In some embodiments, a block in a block cache has two main states (Invalid and Shared, which might be represented by a single bit per block, in some embodiments) and a hybrid state, where the state of individual lines within a valid block are tracked with a hybrid state determined by reference to cache line state in the block tag and line tag. As noted above, the hybrid state applies to lines within the block and is different for the export and import block caches. An export block cache line within a valid block might be Modified (M), Shared (S), or Owned (O) with nodes that do not match the block sharing list, as well as RemoteInvalid (locally modified on export) or else would be shared by all block sharers in the block sharing list. An import block cache line within a valid block might be Modified, BSharedLInvalid, or Shared. If a block is invalid, the normal MOSI line states are used for a given cache line. Software controls (e.g., through the BACB) the transition from Invalid to Shared and the transition from Shared to Invalid. Hardware manages the transition to RemoteInvalid (for the export tag), as well as transitions between hybrid states for a line (M/O/S/S(all block sharers)/RemoteInvalid) and the transition to BSharedLInvalid (for the import tag), and transitions between hybrid states for a line (M/O/S/BSharedLInvalid). Stores to memory from a home node cause transitions for the block cache line to RemoteInvalid in the export block cache and to BSharedLInvalid in the import block cache. Stores to memory from any remote node cause transitions to BSharedLInvalid in the import block cache on nodes that are sharing the block cache line, other than the home node, where the transition is to Modified in the export line cache, and in the import line cache of the remote requesting node which also transitions to Modified.

FIG. 6 is a state diagram showing transitions of block cache entry according to one possible implementation of the invention.
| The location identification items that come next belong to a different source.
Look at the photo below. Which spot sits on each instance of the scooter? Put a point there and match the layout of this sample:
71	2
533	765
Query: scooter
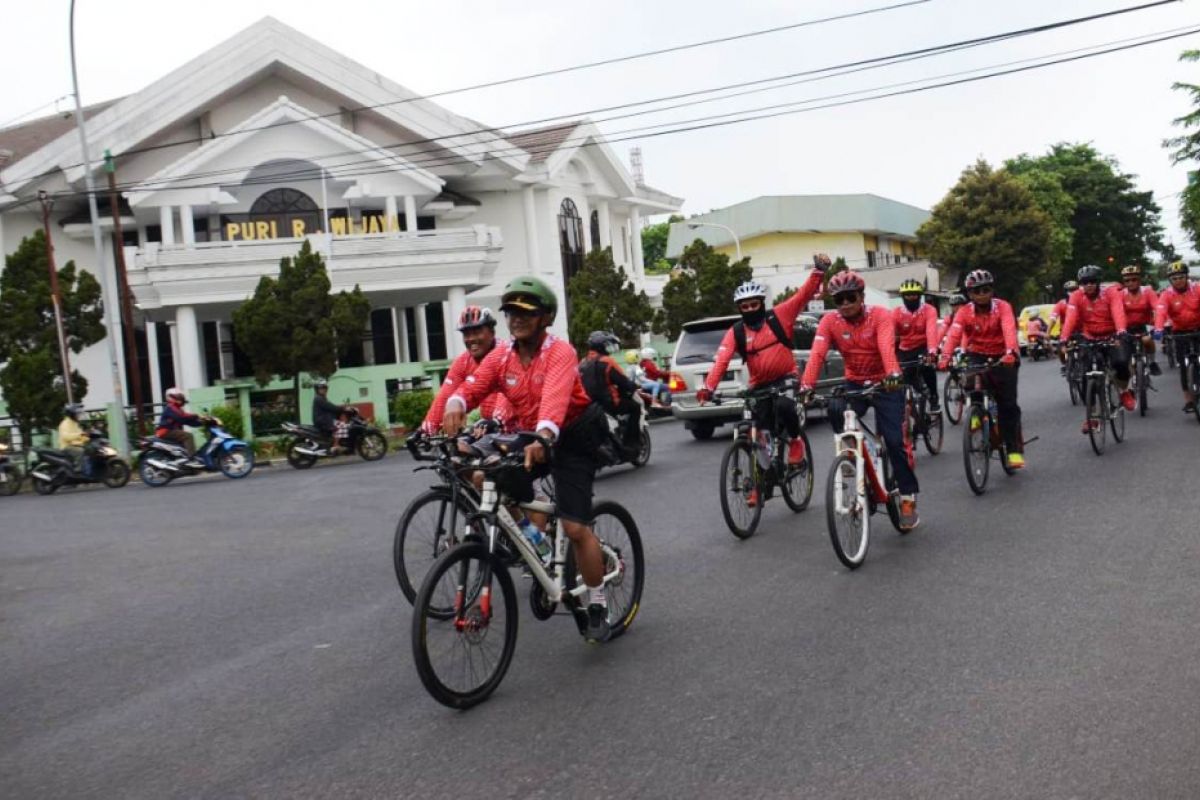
162	461
615	451
310	443
53	469
10	475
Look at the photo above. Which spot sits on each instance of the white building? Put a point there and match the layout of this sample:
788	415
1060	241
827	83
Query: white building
227	163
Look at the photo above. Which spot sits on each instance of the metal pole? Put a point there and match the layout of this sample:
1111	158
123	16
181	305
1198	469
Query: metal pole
55	299
120	434
123	287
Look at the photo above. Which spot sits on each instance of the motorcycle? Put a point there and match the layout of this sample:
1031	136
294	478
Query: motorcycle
162	461
311	444
615	451
10	475
101	463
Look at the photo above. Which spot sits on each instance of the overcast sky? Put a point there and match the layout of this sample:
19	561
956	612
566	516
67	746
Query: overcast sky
910	149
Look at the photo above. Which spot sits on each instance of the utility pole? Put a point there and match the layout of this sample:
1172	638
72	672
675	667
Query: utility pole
55	298
123	288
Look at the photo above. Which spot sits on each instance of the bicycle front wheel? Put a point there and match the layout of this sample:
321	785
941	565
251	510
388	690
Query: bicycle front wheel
462	659
953	398
427	528
798	480
741	495
977	449
1097	415
846	512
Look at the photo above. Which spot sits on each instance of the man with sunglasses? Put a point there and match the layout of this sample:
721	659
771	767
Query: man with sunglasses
865	337
1101	314
538	374
987	329
763	341
1140	302
1179	305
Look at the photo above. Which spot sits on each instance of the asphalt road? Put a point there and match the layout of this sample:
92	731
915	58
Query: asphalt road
221	639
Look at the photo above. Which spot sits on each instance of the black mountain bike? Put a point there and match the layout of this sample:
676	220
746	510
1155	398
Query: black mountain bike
756	462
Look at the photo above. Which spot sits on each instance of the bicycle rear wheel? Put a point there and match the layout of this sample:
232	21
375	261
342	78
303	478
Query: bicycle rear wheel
850	528
977	447
953	398
798	480
462	660
1097	415
741	492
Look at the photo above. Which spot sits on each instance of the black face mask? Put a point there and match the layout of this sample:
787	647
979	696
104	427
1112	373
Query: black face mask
754	318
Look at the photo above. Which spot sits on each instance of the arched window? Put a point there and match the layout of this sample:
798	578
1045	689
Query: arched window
595	229
570	239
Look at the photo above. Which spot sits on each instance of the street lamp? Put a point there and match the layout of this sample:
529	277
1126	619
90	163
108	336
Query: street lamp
737	244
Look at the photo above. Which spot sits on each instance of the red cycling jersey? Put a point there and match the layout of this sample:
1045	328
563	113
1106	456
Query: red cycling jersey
1182	308
1139	307
767	358
991	332
1097	318
547	394
495	405
916	329
868	346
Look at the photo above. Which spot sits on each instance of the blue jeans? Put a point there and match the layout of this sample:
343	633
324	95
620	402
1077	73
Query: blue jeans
889	423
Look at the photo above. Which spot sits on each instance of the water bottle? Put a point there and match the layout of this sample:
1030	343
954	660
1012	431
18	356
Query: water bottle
535	537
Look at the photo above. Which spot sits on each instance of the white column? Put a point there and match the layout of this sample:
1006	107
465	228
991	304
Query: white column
190	367
531	229
409	214
389	211
187	224
153	356
167	222
423	332
605	224
635	245
401	317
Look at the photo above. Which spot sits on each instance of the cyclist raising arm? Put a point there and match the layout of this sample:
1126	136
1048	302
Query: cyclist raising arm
1179	306
538	374
987	329
865	337
766	347
1101	314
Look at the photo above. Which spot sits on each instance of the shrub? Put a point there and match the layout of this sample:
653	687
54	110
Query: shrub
409	408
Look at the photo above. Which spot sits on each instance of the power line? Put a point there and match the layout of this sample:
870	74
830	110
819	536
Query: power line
757	85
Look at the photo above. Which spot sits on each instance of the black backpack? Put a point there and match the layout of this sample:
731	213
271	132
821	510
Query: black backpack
777	328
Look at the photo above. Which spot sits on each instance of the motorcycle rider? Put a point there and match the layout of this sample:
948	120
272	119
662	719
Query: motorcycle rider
73	440
609	386
174	417
325	413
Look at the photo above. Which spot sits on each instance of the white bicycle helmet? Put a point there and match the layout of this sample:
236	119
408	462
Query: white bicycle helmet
749	290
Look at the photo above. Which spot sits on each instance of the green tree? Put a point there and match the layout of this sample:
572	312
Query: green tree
31	379
1113	222
654	242
604	299
703	287
293	324
1186	149
990	220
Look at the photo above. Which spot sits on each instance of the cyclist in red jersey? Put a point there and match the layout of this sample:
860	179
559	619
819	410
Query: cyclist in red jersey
1098	316
1179	306
767	356
865	337
538	374
1140	302
917	340
987	329
478	329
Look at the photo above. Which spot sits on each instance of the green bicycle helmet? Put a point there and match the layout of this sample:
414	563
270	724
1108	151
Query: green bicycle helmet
528	293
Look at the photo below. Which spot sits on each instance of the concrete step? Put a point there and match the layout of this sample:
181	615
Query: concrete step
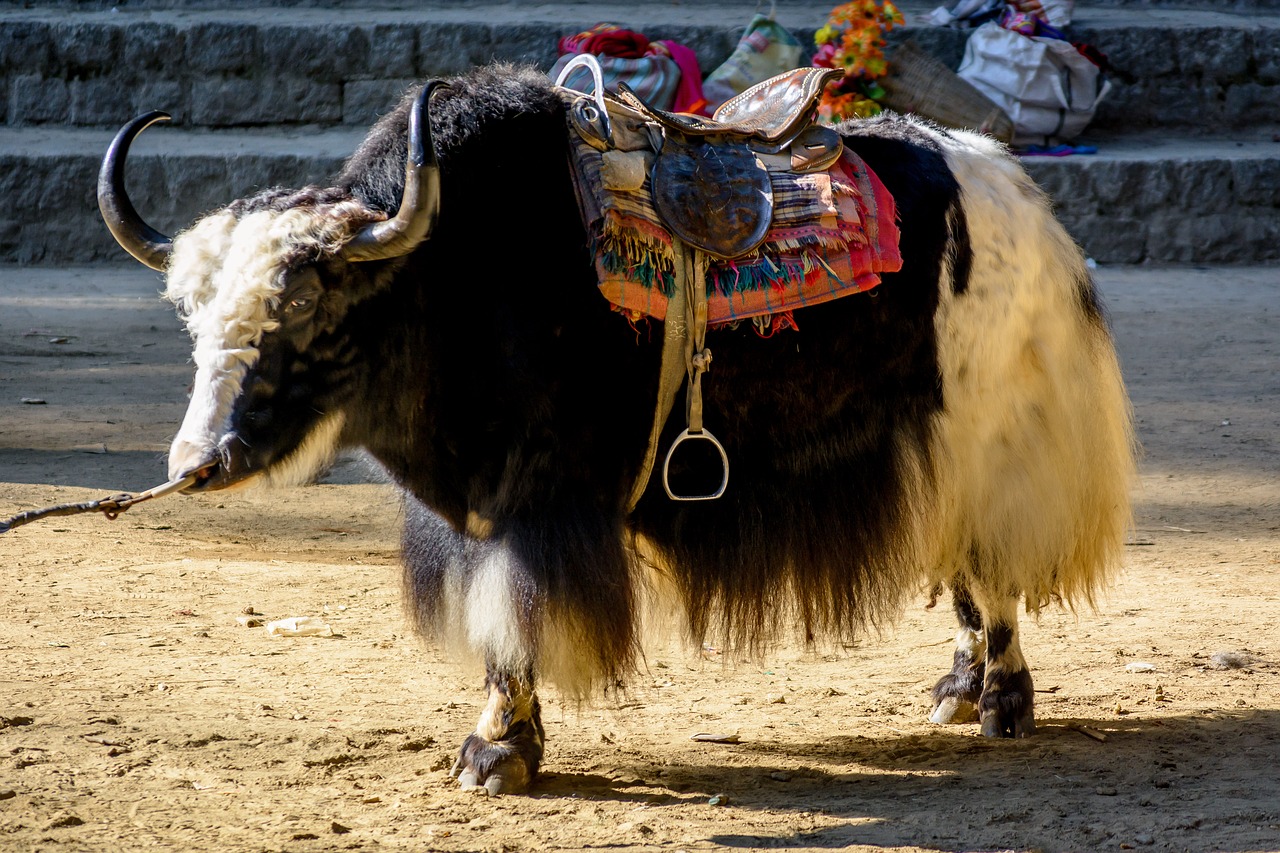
1141	199
1201	69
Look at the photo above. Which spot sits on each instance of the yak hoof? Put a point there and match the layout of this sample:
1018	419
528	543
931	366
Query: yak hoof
1006	706
995	726
956	694
952	708
499	767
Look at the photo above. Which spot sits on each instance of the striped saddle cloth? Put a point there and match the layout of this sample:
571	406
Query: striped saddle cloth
832	233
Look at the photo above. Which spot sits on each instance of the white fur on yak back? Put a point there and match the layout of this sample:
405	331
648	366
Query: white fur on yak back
1036	441
225	277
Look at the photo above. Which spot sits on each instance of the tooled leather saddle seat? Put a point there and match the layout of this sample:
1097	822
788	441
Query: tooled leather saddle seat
711	181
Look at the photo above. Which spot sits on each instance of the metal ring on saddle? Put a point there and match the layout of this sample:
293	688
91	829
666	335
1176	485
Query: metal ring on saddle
602	118
685	436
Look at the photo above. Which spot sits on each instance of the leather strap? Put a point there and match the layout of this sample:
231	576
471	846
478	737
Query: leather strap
685	357
675	336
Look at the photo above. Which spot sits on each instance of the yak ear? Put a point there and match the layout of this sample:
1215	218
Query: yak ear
420	204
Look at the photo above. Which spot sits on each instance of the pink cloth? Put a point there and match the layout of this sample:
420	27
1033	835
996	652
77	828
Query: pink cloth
689	92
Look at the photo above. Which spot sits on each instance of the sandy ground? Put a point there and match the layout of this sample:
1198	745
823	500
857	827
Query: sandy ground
136	711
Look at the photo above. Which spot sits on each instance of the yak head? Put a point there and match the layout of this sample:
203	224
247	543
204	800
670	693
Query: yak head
264	286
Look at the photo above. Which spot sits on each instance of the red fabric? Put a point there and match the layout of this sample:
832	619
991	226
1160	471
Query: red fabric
625	44
689	94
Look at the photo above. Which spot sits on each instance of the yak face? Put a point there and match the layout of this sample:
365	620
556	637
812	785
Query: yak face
264	286
264	295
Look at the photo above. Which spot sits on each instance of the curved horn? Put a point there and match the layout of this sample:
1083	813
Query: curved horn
135	236
420	205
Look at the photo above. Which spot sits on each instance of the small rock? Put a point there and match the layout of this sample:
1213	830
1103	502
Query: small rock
63	821
1229	660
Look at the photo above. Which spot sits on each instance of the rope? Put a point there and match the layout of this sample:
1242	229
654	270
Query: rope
112	506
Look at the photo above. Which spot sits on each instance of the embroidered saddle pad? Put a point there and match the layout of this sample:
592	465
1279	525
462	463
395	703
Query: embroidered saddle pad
831	235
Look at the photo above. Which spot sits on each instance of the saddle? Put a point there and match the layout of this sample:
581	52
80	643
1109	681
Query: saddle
711	177
709	182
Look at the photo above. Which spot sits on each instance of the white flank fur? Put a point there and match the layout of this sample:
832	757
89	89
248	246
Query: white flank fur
1034	446
489	611
225	277
1029	468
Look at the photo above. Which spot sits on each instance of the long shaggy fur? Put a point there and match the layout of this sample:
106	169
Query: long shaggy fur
963	423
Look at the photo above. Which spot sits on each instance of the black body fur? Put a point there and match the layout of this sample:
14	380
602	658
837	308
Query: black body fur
503	384
490	378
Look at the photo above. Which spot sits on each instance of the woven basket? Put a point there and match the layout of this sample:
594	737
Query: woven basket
919	83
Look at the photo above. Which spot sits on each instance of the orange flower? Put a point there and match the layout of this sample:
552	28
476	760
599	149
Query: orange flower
854	40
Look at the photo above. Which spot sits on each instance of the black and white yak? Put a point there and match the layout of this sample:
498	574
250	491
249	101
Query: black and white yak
965	427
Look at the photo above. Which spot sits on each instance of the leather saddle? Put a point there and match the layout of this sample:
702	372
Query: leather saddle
711	177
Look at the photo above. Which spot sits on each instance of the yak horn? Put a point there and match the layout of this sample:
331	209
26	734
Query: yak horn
420	204
135	236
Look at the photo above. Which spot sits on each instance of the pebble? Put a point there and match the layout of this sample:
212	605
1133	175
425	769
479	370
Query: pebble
1230	660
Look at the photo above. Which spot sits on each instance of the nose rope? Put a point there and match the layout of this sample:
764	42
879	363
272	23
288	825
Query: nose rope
112	506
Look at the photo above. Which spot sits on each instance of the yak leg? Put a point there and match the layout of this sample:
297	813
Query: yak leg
956	694
504	751
1006	705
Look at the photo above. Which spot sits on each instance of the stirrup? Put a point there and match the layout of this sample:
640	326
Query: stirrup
666	466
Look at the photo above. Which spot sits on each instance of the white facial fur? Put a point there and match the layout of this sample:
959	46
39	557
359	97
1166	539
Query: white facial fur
225	277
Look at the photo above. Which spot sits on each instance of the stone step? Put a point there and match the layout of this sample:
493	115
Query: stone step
1198	69
1142	199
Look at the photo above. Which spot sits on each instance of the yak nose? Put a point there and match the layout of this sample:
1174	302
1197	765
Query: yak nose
187	457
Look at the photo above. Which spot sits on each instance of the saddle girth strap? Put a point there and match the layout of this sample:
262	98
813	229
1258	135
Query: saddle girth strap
684	357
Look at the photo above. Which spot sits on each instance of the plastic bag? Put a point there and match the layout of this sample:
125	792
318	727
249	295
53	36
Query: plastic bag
764	50
625	56
1045	85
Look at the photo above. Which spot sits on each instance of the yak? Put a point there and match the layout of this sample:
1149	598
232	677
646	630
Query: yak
964	427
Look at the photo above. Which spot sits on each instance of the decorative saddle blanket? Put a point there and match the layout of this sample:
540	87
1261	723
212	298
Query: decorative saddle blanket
831	235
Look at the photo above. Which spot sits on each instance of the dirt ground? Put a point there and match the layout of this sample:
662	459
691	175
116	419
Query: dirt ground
136	710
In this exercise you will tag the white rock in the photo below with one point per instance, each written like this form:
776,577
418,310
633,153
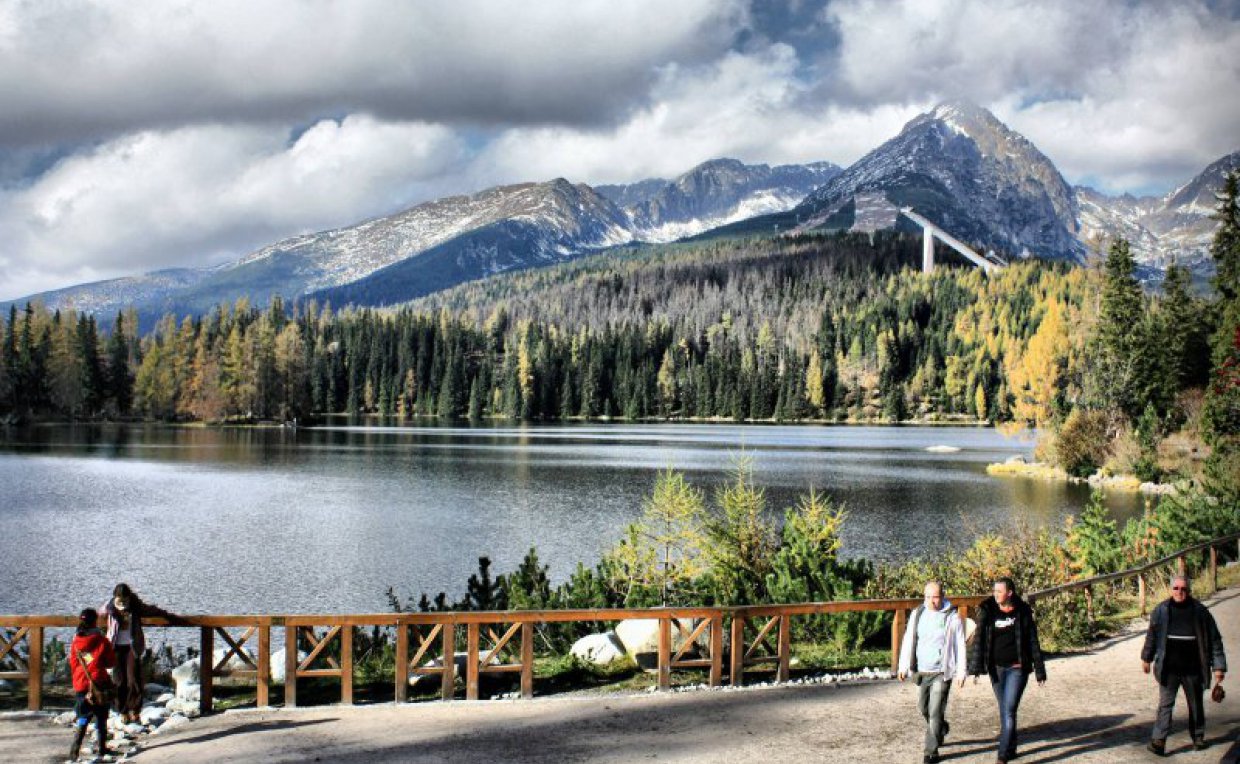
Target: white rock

As FIG. 6 illustrates, the decision to allocate or de-allocate a cache block entry is made, in one embodiment, by a software process. When a command to allocate a block cache entry is received, the home node transmits invalidating probes for each line of the block (Probe_Allocate (Line N)) to one or more identified block sharers. The initial state of the entire block in either an export or import block cache is invalid, and transitions to an intermediate state where individual lines corresponding to the block are unmasked as invalidating probes are transmitted or received (depending on the role of the node). When invalidating probes for all lines have been received, the state of the entire block is now valid. Similarly, when a de-allocate command is received, the home node transmits de-allocating probes for all lines (Probe_DeAllocate (Line N)), causing the lines to be masked. When all de-allocating probes have been transmitted, the state of the block transitions to invalid.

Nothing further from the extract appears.